Opportunities and Risks

K2Match Advice on Opportunity and Risks
K2Match Advice on Opportunity and Risks

Your development and your scope of action depend to a large extent on your ability to seize opportunities, recognize risks at an early stage and counter them effectively. To do this, it is important to know your strengths and weaknesses.

A SWOT analysis comprises a strengths-weaknesses analysis and an opportunities-threats analysis. It summarizes the main results of the analysis of internal processes and the findings of external factors influencing the company.

The aim of the SWOT analysis is to find out the extent to which the current strategy of the company in view of the promises to be successful in the face of the given environmental influences. In addition, the company's specific strengths and weaknesses are to be examined to determine whether they are sufficiently suitable for responding to changes in the corporate environment.

The result of the SWOT analysis should highlight the strategic internal and external challenges facing the company and the means of overcoming them. From this, strategic goals and measures are to be derived.

K2MATCH SWOT Analysis
K2MATCH SWOT Analysis

Questions to be answered in this chapter:

  1. What are the company's core competencies?
  2. Where does your company have a performance advantage over others?
  3. What are the company's development needs?
  4. What opportunities exist to give the company a competitive advantage or to operate profitably?
  5. Which trends/developments can lead to uncalculated sales/revenue growth?

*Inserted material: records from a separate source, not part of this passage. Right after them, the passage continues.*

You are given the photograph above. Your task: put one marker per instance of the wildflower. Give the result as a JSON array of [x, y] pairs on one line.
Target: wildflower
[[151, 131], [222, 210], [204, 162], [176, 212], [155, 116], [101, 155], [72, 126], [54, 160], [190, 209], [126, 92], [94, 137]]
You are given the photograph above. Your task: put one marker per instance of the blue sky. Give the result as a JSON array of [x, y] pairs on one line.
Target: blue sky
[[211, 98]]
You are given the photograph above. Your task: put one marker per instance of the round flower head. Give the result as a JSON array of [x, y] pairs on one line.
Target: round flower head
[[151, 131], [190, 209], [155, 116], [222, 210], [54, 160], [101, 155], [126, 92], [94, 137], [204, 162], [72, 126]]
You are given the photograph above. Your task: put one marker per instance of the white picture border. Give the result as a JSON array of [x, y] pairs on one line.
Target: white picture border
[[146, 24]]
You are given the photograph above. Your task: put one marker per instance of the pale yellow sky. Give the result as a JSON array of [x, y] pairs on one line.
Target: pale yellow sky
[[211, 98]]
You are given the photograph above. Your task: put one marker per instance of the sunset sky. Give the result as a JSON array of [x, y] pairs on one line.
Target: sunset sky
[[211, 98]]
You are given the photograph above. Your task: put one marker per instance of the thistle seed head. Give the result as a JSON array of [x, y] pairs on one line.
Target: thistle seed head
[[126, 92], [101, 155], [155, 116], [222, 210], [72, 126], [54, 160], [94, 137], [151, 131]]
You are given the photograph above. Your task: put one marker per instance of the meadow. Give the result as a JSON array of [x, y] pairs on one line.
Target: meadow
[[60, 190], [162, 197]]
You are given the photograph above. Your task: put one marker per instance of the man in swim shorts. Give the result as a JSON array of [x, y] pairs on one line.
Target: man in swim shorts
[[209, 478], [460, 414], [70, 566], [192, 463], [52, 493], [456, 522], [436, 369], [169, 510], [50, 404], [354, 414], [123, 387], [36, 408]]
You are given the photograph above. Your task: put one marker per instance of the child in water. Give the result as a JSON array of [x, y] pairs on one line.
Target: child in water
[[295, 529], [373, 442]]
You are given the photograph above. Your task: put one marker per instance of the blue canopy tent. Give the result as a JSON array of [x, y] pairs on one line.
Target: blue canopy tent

What measures are necessary to be able to serve these needs? Which trends/developments could lead to sales or profit losses? What countermeasures are then planned? Evaluate the necessary measures in monetary terms.

The SWOT analysis was developed by the middle of the 1960s for large organizations to determine the strategic fit between an organization’s internal, distinctive capabilities and external possibilities and to prioritize actions.

SWOT stands for Strengths, Weaknesses, Opportunities and Threats. In the early 1950s, two professors of business policy at Harvard, George Albert Smith and C. Roland Christensen, began questioning whether a firm's strategy matched its competitive environment.

In 1960, a number of large American enterprises commissioned a long-range study at Stanford Research Institute to investigate why their long range planning efforts were unsuccessful. SRI's research team -- Marion Dosher, Otis Benepe, Albert Humphrey, Robert Stewart and Birger Lie -- interviewed 5,000 managers at 1,000 companies over nine years. They found that the difference between what an organization planned to do and what they actually accomplished was about 35%.

The problem was not the management team's quality of information, but their ability to reach a committed agreement on constructive objectives rather than settling for feeble compromises. Part of the team's methodology to make strategic decision making more explicit was to determine what the interviewees found positive and negative about the present and the future.

The team developed SWOT for this purpose. The SWOT framework was first described in detail in the late 1960's by Edmund P. Learned, C. Roland Christiansen, Kenneth Andrews, and William D. Guth in Business Policy, Text and Cases (Irwin, 1969).

The acronym's definitions are:

  1. Strengths those potential factors that make a firm more competitive than its direct competitors.
  2. Weaknesses both potential limitations and defects ingrained in an organization and/or weak factors relative to direct competitors
  3. Opportunities future factors that allow the organization to improve its relative competitive position.
  4. Threats those future factors that reduce the firm's relative competitive position.

The steps in the common three phase SWOT analysis process are:

Phase 1: Detect strategic issues

  1. Identify external issues relevant to the firm's strategic position in the industry and the general environment at large with the understanding that opportunities and threats are factors that management cannot directly influence.
  2. Identify internal issues relevant to the firm's strategic position.
  3. Analyze and rank the external issues according to probability and impact.
  4. List the key strategic issues factors inside or outside the organization that significantly impact the long-term competitive position in the SWOT matrix.

Phase 2: Determine the strategy

5. Identify firm's strategic fit given its internal capabilities and external environment.

6. Formulate alternative strategies to address key issues.

7. Place the alternative strategies in one of the four quadrants in the SWOT matrix. Strategies that combine: internal strengths with external opportunities are the most ideal mix, but require understanding how the internal strengths can support weaknesses in other areas; internal weaknesses with opportunities must be judged on investment effectiveness to determine if the gain is worth the effort to buy or develop the internal capability, internal strengths with external threats demand knowing the worth of adapting the organization to change the threat into opportunity; internal weaknesses with threats create an organization’s worst-case scenario. Radical changes such as divestment are required.

8. Develop additional strategies for any remaining "blind spots" in SWOT matrix.

9. Select an appropriate strategy.

Phase 3: Implement and monitor strategy

10. Develop action plan to implement strategy.

11. Assign responsibilities and budgets.

12. Monitor progress.

13. Start review process from beginning.